TEIL 1 - Finsteres erwachen

Hallo liebe Leber... ähm... Leser – ich meinte Leser!

Verdammt, jetzt ist mir das schon wieder passiert. (/▽\)

Bevor wir richtig loslegen, noch eine kleine aber wichtige Info. Als s̶c̶h̶r̶e̶c̶k̶l̶i̶c̶h̶e̶r̶ ̶O̶v̶e̶r̶l̶o̶r̶d̶ ̶  pathologischer Overachiever, habe ich beschlossen die Cinematic UND Extended Edition von ARCHETYPE zu veröffentlichen. Was heißt das? Wenn ihr ARCHTYPE in der Version erleben wollt, die 2018 einen Watty gewonnen hat, dann lest einfach weiter!
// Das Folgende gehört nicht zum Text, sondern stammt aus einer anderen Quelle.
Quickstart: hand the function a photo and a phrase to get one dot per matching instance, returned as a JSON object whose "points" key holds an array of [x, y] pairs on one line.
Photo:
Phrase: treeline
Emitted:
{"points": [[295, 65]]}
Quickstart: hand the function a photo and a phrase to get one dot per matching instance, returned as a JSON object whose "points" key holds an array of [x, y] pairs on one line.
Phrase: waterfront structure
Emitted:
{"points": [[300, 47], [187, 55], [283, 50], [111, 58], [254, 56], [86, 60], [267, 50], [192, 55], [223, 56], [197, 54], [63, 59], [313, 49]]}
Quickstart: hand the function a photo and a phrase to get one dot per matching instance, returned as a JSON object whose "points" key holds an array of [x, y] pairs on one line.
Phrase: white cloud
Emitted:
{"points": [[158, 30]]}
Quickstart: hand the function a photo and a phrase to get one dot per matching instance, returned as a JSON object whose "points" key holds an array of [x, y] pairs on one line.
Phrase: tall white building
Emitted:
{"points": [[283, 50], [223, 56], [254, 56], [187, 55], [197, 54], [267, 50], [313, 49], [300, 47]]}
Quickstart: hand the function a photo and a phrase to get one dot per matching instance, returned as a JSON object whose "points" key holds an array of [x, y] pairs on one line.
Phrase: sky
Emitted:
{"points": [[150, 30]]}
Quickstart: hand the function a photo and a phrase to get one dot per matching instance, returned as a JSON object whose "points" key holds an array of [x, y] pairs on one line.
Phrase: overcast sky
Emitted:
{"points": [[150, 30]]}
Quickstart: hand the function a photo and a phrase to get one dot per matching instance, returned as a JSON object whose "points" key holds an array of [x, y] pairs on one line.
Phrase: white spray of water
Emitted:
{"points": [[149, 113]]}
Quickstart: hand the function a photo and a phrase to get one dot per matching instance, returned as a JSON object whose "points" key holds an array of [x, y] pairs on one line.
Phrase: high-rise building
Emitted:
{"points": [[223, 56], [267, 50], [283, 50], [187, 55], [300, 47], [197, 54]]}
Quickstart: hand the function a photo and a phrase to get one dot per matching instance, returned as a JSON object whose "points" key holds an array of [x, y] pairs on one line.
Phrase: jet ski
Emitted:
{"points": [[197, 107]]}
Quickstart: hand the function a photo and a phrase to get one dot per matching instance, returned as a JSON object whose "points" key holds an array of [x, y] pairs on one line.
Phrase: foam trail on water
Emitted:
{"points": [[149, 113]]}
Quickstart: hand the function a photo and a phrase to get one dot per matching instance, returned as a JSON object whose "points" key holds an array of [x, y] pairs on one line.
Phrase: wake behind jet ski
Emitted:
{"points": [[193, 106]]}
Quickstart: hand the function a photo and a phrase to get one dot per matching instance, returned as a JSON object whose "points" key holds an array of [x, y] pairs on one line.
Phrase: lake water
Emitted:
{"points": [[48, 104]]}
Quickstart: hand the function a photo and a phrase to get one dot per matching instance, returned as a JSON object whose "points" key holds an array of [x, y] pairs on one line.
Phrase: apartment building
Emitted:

Viel Spaß! =D

Wenn ihr aber etwas mehr zur Welt von ARCHETYPE erfahren wollt, könnt ihr euch auch zuerst die (kostenlosen) P̶r̶o̶l̶o̶g̶-̶K̶a̶p̶i̶t̶e̶l̶  Bonus-Kapitel „Die Sünden der Väter" ganz am Ende durchlesen. Diese spielen chronologisch direkt vor ARCHETYPE, sind aber mit anderen Charakteren und etwas ... düsterer. 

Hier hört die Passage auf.